IN THE SECOND PLACE, THE DELETION OF THE ICC CERTIFICATION REQUIREMENT BY AMENDMENT 0001 DID NO MORE THAN ELIMINATE THE REQUIREMENT THAT THE BIDDER CERTIFY IN THE BID THAT IT POSSESSES A DESIGNATED ICC OPERATING AUTHORITY. THE ELIMINATION OF THE CERTIFICATION REQUIREMENT FROM THE IFB COULD NOT CHANGE A CONTRACTOR'S RESPONSIBILITY TO OBTAIN WHATEVER ICC PERMITS MAY BE REQUIRED BY LAW TO PERFORM THE TRANSPORTATION SERVICES. SEE 34 COMP. GEN. 175 (1954) AND 47 ID. 539 (1968).

IN THE CIRCUMSTANCES, THERE IS NO PROPER BASIS FOR THE CANCELLATION OF THE IFB AND THE BIDS SUBMITTED THEREUNDER SHOULD BE EVALUATED FOR AWARD.

THREE BIDS WERE RECEIVED AND OPENED NOVEMBER 12, 1970. ACADEMY MOVERS, INC. (ACADEMY), SUBMITTED A BID FOR ALL ITEMS UNDER SCHEDULES I AND II OF AREA I. RUTT MOVING AND STORAGE, INC. (RUTT), AND COLEMAN TRANSFER & STORAGE, INC. (COLEMAN), SUBMITTED BIDS FOR ALL ITEMS UNDER SCHEDULES I AND II FOR BOTH AREAS I AND II.

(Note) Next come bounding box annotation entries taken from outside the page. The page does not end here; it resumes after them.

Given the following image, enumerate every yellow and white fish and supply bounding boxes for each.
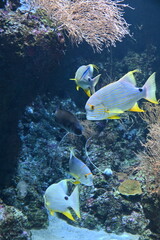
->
[85,69,158,120]
[70,64,101,97]
[43,179,80,221]
[69,149,93,186]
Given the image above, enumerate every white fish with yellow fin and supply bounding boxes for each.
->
[43,179,80,221]
[85,69,158,120]
[70,64,101,97]
[69,148,93,186]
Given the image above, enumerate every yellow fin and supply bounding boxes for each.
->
[128,102,145,112]
[89,64,99,72]
[62,209,75,221]
[84,89,91,97]
[50,210,54,216]
[72,180,81,184]
[105,109,124,113]
[108,116,120,119]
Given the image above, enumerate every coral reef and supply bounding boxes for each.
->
[0,200,31,240]
[28,0,129,52]
[118,179,142,196]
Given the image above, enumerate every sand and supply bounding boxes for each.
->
[32,216,139,240]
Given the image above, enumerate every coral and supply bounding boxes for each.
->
[118,179,142,196]
[28,0,129,51]
[0,200,31,240]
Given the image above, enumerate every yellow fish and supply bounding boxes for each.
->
[69,148,93,186]
[43,179,80,221]
[70,64,101,97]
[85,69,158,120]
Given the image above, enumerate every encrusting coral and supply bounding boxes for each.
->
[118,179,142,196]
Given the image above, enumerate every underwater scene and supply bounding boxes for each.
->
[0,0,160,240]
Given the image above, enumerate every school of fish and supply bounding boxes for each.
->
[44,64,158,221]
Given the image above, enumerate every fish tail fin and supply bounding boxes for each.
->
[70,186,81,218]
[62,209,75,221]
[92,74,101,87]
[84,89,91,97]
[143,73,158,104]
[91,74,101,94]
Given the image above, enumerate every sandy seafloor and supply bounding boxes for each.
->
[32,216,139,240]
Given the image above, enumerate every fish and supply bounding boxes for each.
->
[43,179,81,221]
[85,69,158,120]
[69,148,93,186]
[54,108,83,135]
[70,64,101,97]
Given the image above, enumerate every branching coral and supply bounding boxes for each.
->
[27,0,129,52]
[139,105,160,194]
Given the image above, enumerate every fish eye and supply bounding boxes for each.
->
[88,104,94,110]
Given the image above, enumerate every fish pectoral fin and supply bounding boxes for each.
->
[84,89,91,97]
[119,69,141,86]
[108,116,120,119]
[49,210,55,216]
[128,102,145,112]
[105,108,124,113]
[72,180,81,184]
[62,209,75,221]
[89,64,99,72]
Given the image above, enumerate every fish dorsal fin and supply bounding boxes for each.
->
[58,179,68,193]
[84,89,91,97]
[128,102,145,112]
[70,186,81,218]
[89,64,98,72]
[119,69,140,86]
[108,116,120,119]
[49,210,54,216]
[105,108,124,113]
[62,209,75,221]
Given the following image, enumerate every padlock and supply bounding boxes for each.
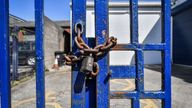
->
[80,55,94,74]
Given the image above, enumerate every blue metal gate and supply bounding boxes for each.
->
[0,0,171,108]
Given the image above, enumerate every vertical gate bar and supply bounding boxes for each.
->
[95,0,110,108]
[85,38,96,108]
[71,0,87,108]
[0,0,11,108]
[129,0,138,44]
[132,49,144,108]
[35,0,45,108]
[136,49,144,93]
[129,0,139,108]
[131,99,140,108]
[162,0,171,108]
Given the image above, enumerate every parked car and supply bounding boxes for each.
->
[10,41,35,66]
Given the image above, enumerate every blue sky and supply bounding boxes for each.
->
[9,0,70,21]
[9,0,157,21]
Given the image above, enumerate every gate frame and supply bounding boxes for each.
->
[0,0,171,108]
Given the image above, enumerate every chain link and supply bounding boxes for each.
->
[64,28,117,76]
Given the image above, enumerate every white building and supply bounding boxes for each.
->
[70,2,161,65]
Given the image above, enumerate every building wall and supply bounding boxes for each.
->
[86,2,161,65]
[44,17,63,69]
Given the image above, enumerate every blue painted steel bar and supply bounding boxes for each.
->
[136,49,144,92]
[71,0,87,108]
[129,0,140,108]
[95,0,109,108]
[112,43,165,51]
[35,0,45,108]
[162,0,171,108]
[129,0,138,44]
[110,65,136,79]
[85,38,97,108]
[110,91,165,99]
[0,0,11,108]
[11,35,18,80]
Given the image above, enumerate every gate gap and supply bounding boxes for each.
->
[144,51,162,91]
[9,0,36,108]
[138,0,162,44]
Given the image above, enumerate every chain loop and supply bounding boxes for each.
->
[64,25,117,76]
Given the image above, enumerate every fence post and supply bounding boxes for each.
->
[0,0,11,108]
[35,0,45,108]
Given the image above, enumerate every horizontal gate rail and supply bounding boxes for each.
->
[112,43,165,51]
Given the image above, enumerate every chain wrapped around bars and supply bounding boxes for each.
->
[64,28,117,76]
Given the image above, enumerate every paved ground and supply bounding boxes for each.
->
[12,66,192,108]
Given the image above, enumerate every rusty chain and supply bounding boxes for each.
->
[64,28,117,76]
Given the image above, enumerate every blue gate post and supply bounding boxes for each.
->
[11,32,18,80]
[161,0,171,108]
[35,0,45,108]
[71,0,89,108]
[95,0,110,108]
[0,0,11,108]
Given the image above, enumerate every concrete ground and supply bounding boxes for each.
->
[12,65,192,108]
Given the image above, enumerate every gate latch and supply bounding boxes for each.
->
[64,23,117,76]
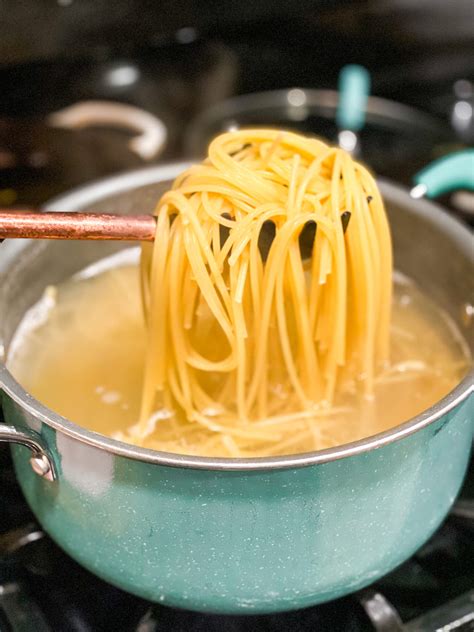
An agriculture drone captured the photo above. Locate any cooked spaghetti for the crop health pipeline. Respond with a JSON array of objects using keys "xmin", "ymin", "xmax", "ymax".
[
  {"xmin": 9, "ymin": 130, "xmax": 469, "ymax": 457},
  {"xmin": 129, "ymin": 130, "xmax": 392, "ymax": 454}
]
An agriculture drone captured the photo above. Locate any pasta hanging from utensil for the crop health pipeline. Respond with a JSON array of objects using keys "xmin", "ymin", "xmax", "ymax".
[{"xmin": 119, "ymin": 129, "xmax": 392, "ymax": 456}]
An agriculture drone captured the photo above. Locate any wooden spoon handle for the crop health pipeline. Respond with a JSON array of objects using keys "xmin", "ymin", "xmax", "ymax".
[{"xmin": 0, "ymin": 209, "xmax": 156, "ymax": 241}]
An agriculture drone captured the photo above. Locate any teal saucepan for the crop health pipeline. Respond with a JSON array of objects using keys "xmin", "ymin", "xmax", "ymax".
[{"xmin": 0, "ymin": 153, "xmax": 474, "ymax": 613}]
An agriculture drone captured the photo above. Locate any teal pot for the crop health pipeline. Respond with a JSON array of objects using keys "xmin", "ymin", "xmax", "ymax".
[{"xmin": 0, "ymin": 165, "xmax": 473, "ymax": 613}]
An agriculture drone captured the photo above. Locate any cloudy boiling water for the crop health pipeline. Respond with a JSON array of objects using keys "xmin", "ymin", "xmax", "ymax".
[{"xmin": 8, "ymin": 252, "xmax": 469, "ymax": 453}]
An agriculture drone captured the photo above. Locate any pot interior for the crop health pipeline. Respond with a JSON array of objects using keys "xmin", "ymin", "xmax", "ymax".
[{"xmin": 0, "ymin": 170, "xmax": 474, "ymax": 412}]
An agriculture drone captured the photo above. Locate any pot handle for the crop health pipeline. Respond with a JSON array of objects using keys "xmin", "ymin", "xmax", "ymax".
[
  {"xmin": 336, "ymin": 64, "xmax": 370, "ymax": 132},
  {"xmin": 0, "ymin": 423, "xmax": 56, "ymax": 481},
  {"xmin": 47, "ymin": 101, "xmax": 166, "ymax": 160},
  {"xmin": 410, "ymin": 149, "xmax": 474, "ymax": 198}
]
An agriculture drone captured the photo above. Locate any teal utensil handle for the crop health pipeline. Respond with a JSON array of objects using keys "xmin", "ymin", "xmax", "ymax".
[
  {"xmin": 412, "ymin": 149, "xmax": 474, "ymax": 198},
  {"xmin": 336, "ymin": 64, "xmax": 370, "ymax": 132}
]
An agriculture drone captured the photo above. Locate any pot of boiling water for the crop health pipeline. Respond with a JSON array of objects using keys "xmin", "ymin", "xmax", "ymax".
[{"xmin": 0, "ymin": 164, "xmax": 473, "ymax": 613}]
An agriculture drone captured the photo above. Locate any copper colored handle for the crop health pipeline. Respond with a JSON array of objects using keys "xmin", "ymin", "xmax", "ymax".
[{"xmin": 0, "ymin": 210, "xmax": 156, "ymax": 241}]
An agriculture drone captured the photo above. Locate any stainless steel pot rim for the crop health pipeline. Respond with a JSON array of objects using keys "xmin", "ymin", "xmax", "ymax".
[
  {"xmin": 0, "ymin": 163, "xmax": 474, "ymax": 471},
  {"xmin": 185, "ymin": 87, "xmax": 446, "ymax": 136}
]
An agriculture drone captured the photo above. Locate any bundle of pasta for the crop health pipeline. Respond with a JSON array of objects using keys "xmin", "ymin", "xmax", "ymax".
[{"xmin": 127, "ymin": 130, "xmax": 392, "ymax": 456}]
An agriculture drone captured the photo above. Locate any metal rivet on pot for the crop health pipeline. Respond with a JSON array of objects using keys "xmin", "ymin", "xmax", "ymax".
[{"xmin": 30, "ymin": 454, "xmax": 54, "ymax": 481}]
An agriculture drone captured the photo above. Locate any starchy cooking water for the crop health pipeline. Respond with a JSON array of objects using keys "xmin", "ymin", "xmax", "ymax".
[{"xmin": 8, "ymin": 249, "xmax": 469, "ymax": 455}]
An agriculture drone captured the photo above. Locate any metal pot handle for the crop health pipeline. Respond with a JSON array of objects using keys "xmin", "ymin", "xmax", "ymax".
[
  {"xmin": 411, "ymin": 149, "xmax": 474, "ymax": 198},
  {"xmin": 47, "ymin": 101, "xmax": 166, "ymax": 160},
  {"xmin": 0, "ymin": 423, "xmax": 56, "ymax": 481}
]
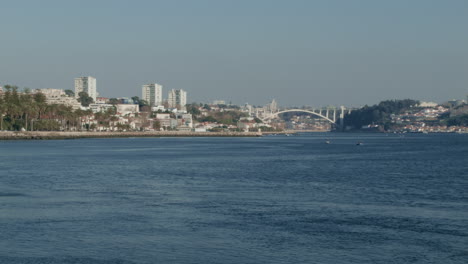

THE LOW BID FOR AREA I WAS SUBMITTED BY RUTT. THE BID WAS ACCOMPANIED BY A COVER LETTER WHICH STATED:

"(A) WE WILL ACCEPT THE ENTIRE BID, ALL SCHEDULES IN BOTH AREAS I AND II.

"(B) WE WILL ACCEPT ALL SCHEDULES IN AREA I REGARDLESS AS TO DISPOSITION OF THE AWARD AS IT RELATES TO AREA II.

"(C) WE DECLINE TO ACCEPT ANY SCHEDULES IN AREA II IF NOT ALSO AWARDED ALL SCHEDULES IN AREA I AS WELL."

THE IFB CONTAINED AN ALL-OR-NONE-BID PROVISION AS FOLLOWS:

"(A) A BID SUBMITTED ON AN ALL-OR-NONE BASIS FOR THE SCHEDULES WITHIN AN AREA OF PERFORMANCE WILL BE CONSIDERED FOR AWARD PROVIDED (I) THE BIDDER HAS CLEARLY STATED ON A SCHEDULE PAGE OR ELSEWHERE IN HIS BID THAT HE IS BIDDING ON SUCH AN ALL-OR-NONE BASIS, AND (II) THE OVERALL COST TO THE GOVERNMENT IS LESS THAN THE COST WOULD BE IF SEPARATE AWARDS WERE MADE FOR INDIVIDUAL SCHEDULES, PRICE AND OTHER FACTORS STATED ELSEWHERE HEREIN, IF ANY, CONSIDERED.

"(B) A BID SUBMITTED ON AN ALL-OR-NONE BASIS FOR THE AREAS OF PERFORMANCE WILL NOT BE CONSIDERED FOR AWARD."

COLEMAN PROTESTED TO THE CONTRACTING OFFICER THAT THE RUTT COVER LETTER WAS AN ALL-OR-NONE QUALIFICATION RENDERING THE BID NONRESPONSIVE. THE CONTRACTING OFFICER HAS CONCURRED THAT RUTT IS NONRESPONSIVE.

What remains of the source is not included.